Many metric learning methods use
real-valued similarity measure which outputs a score that measures the
magnitude of the similarity, such as Mahalanobis distance, or
probabilistic distance. Hence, even man and centaur, or centaur and horse
have relative higher similarity scores, man and horse can have a lower
score. However, I agree that it can be important to know and learn there
are different latent components (specific ways to compare subjects) among
different labelers, and learn what they are that eventually make human
annotators label the subjects in such a way. The proposed method is
interesting and can be useful.
On page 3, under “latent
components”, M_k is sparse, but according to the context, it should use
those features at the [k]-th rows and columns, but why those entries are
zeros?
The paper omits very important derivation about how to
learn \theta on page 4, and focus on the learning of M_k and b_k, but the
formula Eq(8) used to calculate them is related to the part that is
omitted.
Further, the method changed to use a symmetric
decomposition of M_k and stated that they observe no significant
detrimental effect of arriving at those solutions. It is better to include
some justification and evidence.
If M_k is degenerated into a
diagonal matrix, the method is similar to those methods that perform
feature selection for metric learning (although the proposed method may
result in multiple subsets of features), and should be compared with some
of those methods in terms of classification performance on real data.

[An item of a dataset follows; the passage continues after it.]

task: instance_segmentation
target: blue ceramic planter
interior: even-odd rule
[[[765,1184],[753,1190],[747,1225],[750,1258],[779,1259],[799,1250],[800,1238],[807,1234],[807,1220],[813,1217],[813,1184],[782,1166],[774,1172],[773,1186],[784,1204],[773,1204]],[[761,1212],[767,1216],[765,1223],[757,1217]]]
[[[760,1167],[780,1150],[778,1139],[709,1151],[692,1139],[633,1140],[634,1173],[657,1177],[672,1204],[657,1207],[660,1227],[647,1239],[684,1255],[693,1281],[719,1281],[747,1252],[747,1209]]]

Q2: Please summarize your review in 1-2
sentences
This paper presents a new metric learning method that
learns multiple latent components of a similarity measure and the final
metric is assumed to be the maximal similarity of all the latent
components. It can be a useful method.
Q1:Author
rebuttal: Please respond to any concerns raised in the reviews. There are
no constraints on how you want to argue your case, except for the fact
that your text should be limited to a maximum of 6000 characters. Note
however that reviewers and area chairs are very busy and may not read long
vague rebuttals. It is in your own interest to be concise and to the
point.
We thank all the reviewers for their comments. We are
especially pleased with their recognition of the proposed method being
interesting and clearly motivated as well as the experimental results
being convincing.
We clarify several common comments, followed by
individual ones.
The example of CENTAUR, MAN and HORSE
We
appreciate all the suggestions (including the extra example and
references) and will rephrase this part more precisely and clearly. The
example is to show that similarity is a broad notion (for example,
non-transitivity and non-metricity), thus modeling it with a metric
function is limiting.
Sparsity of parameters
We will fix
the typo in Line 125-126: “We restrict M_k to be sparse, in particular,
the corresponding [k]-th rows and columns are zeroes”. The “zeroes” should
be “non-zeroes”.
Further clarifications/discussions on why M_k is
sparse naturally when learning: we believe there are two forces at play.
Much of the existing work on metric learning has shown that the metrics
being learned are often low-rank (without being regularized explicitly).
That is leveraged in our work by casting components as metric-based
models. Secondly, we use the (noisy-)OR gate to combine local similarity
values. Thus, if one component is able to predict similarity, the other
components are “suppressed” -- they will receive little learning signals
(their similarity values are less relevant to the final outcome). This is
evidenced by the component-wise activation patterns in Fig. 3 where we
show that each component is often activated specifically.
===R6 ===
Comparison to LMNN in sec 3.1: yes, we
threshold the distance computed with the LMNN metric. The threshold is
tuned on a development dataset. The synthetic dataset was generated
without using labels so the similarity would be considered to be “noisy”
when compared to label-induced similarity.
Experiments: we
appreciate the suggestions and will incorporate them in future texts.
=== R8 ===
Eq. (8) describes how M_k and b_k are to be
estimated, which is decoupled from how \theta_k are to be estimated
(Please refer to the supplementary material S1.1). We will make it clear
in the text.
Decomposition of M_k: this is often used in existing
metric learning work to speed up optimization. The intuition is that in
most cases, the local optimum is actually globally optimal (cf. Burer and
Monteiro. Math. Programming. 2003)
Feature selection: this is an
interesting angle to pursue. Thank you for suggesting that.
| |